Onion Service Intro Point Retry Behavior - tor-dev

29 Oct 2019


      Greetings everyone,
After some discussions between arma, mikeperry, asn and I, it is time for a
famous tor-dev@ email thread to try to get to a consensus if need be.
In the past weeks, a set of HSv3 reachability issues have been found regarding
*service* intro points (IP):
- hs-v3: Service can keep unused intro points in its list
      https://bugs.torproject.org/31561
    - hs-v3: Service can pick more than HiddenServiceNumIntroductionPoints
      intro points https://bugs.torproject.org/31548
    - hs-v3: Stop using ip->circuit_established flag
      https://bugs.torproject.org/32094
    - hs-v3: Client can re-pick bad intro points
      https://bugs.torproject.org/31541
    - hs-v3: Service circuit retry limit should not close a valid circuit
      https://bugs.torproject.org/31652
Long story short, couple weeks ago we've almost merged a new behavior on the
service side with #31561 that would have ditch an intro point if its circuit
would time out instead of retrying it. (Today, a service always retry their
intro point up to 3 times on any type of circuit failure.)
And here comes the core of the discussion of this thread: Retrying intro point
on failure or simply ditch it on failure and pick a new one?
Some 7 years ago, this ticket was created and thus we implemented roughly 4
years ago a mechanism that makes a service retry to establish the intro point
circuit up to 3 times when it collapses (except for very very specific cases
for which we wouldn't):
https://bugs.torproject.org/8239
HSv3 tried to be on feature parity there with v2 up until now that the above
bugs have been mostly fixed.
That being all said, regarding the retry feature, there are pros and cons.
I'll try to organize them below based on many adhoc discussions in the past
and what I can get from all the tickets up to this day (there could be more!
this is just what I could recall and find in the tickets):
== Pros ==
The primary original argument for retrying is based on the mobile use case.
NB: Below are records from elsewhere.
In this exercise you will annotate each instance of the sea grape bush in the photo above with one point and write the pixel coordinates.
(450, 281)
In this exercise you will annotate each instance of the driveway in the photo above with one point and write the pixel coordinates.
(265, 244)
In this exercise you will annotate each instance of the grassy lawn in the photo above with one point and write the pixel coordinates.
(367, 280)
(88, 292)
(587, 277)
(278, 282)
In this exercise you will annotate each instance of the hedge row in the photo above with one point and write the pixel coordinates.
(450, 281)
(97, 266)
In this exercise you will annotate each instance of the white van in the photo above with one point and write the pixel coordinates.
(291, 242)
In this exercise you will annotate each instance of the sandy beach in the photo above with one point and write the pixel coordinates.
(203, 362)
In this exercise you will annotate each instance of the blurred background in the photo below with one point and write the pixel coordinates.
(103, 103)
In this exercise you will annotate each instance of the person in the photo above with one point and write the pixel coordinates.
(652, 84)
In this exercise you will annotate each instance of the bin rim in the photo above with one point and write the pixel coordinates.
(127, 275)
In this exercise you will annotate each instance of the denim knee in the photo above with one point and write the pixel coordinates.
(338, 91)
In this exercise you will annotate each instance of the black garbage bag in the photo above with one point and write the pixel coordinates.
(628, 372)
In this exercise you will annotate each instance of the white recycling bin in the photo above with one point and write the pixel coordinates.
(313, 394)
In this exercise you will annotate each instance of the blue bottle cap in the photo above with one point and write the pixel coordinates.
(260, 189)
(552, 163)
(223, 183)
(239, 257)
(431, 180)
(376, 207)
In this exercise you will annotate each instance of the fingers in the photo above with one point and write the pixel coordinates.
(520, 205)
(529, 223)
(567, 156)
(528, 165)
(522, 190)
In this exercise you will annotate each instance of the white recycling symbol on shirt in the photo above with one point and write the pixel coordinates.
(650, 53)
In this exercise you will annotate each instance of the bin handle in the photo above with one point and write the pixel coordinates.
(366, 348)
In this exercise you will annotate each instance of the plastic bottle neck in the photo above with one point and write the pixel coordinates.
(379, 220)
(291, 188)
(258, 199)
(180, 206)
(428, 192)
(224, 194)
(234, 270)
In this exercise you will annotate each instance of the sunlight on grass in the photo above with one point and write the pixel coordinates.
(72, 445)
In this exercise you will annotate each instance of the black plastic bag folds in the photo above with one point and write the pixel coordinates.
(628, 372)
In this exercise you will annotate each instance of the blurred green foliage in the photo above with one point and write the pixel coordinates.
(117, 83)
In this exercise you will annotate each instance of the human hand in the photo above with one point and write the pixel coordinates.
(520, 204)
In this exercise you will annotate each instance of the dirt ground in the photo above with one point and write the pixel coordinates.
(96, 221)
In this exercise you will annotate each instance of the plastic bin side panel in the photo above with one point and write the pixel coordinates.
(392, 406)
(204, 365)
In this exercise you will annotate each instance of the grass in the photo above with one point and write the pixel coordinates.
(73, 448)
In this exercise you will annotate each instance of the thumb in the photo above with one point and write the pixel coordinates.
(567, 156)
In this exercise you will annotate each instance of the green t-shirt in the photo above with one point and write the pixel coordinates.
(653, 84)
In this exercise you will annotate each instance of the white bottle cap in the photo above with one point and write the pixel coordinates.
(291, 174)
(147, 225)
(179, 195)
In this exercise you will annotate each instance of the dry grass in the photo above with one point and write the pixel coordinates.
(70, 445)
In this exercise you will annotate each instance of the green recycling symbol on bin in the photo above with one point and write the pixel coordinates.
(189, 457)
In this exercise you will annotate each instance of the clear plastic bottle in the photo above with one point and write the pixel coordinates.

If
a .onion is running on a cellphone and the network happens to be bad all the
sudden, the service is better off to re-establish the intro circuits which
would make the retry attempts of the client to finally succeed after a bit
instead of having to re-fetch a descriptor and go to the new intro points.
Thus, in theory, it is mostly a reachability argument.
One question that can arise from this is: Will the client be able to reconnect
using the old intro points by the time the service re-established?
In other words, is the retry behavior of the *client* allows enough time for
the service to stabilize for the mobile use case? I'm curious to learn from
people with experience with this!
== Cons ==
Recently, mikeperry raised concerns about the retry behavior all together and
proposed to simply ditch each time the intro point instead of retrying.
(@Mike, I do invite you to comment here as you mentionned many times
rationales for this but I don't have enough IRC backlog :S).
== Pros _and_ Cons at the same time ==
There is a possible Guard discovery attack argument against retrying. But it
is nuanced on what exactly constitute a failure and when should it retry vs
ditching.
Quote from https://trac.torproject.org/projects/tor/ticket/8239#comment:6
FWIW, it's also worth mentioning that making HSes more stubborn towards
    old IPs might also allow guard discovery attacks from the IP. That is the
    IP kills incoming circuits, till a compromised middle node is selected,
    and since the HS is stubborn it will keep on establishing new circuits.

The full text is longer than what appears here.